Pushing box resonances as high as possible is logical, I do the same myself, but the statement "If one has a resonance and it is high Q then sustained energy in a very narrow bandwidth is required to excite the resonance." is not correct. A high Q resonance takes less energy to excite than a low Q one - bandwidth is not relavent if we are talking about musical types of signals which are very impulsive and contain broadband excitation. Bandwidth would be relavent for steady state excitation. And High Q resonances ring longer - the ear masks less in time than it does in frequency.
Finally, Floyds results implied that the area under the resonance was what mattered, so yes, a narrow Q resonance at the same level as a broad one would be less audible. But thats not what happens with a high Q - its generally higher but narrower.
In the end its a guess either way since there are no direct studies to quantify this either way. But applying Floyds conclusions to the situation is a misnomer IMO.
Earl,
You are saying the same things as i am and coming to different conclusions. Since the resonance needs energy at its frequency the bandwidth is important, because the likelihood of music supplying the necessary energy is low. A low Q resonance can accept energy over a larger bandwidth. To figure which one requires more energy to excite you'd actually have to measure the area under the curve.
If a box resonance does not produce acoustic radiation then i don't see it as a problem. This makes you 1st argument moot.
dave
You are saying the same things as i am and coming to different conclusions. Since the resonance needs energy at its frequency the bandwidth is important, because the likelihood of music supplying the necessary energy is low. A low Q resonance can accept energy over a larger bandwidth. To figure which one requires more energy to excite you'd actually have to measure the area under the curve.

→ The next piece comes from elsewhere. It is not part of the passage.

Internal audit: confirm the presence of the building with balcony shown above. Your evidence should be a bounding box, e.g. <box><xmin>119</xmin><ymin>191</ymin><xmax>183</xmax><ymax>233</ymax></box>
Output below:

If a box resonance does not produce acoustic radiation then i don't see it as a problem. This makes you 1st argument moot.
dave
Dave
We weren't saying the same things at all. The way you said it the first time was incorrect. You are now correct to say that it is the integral of the resonance times the excitation, but that is NOT at all what you said the first time. Its quite a bit different. Because the high Q resonance has such a large value at resonance it can easily equal the low energy level of the low Q excitation.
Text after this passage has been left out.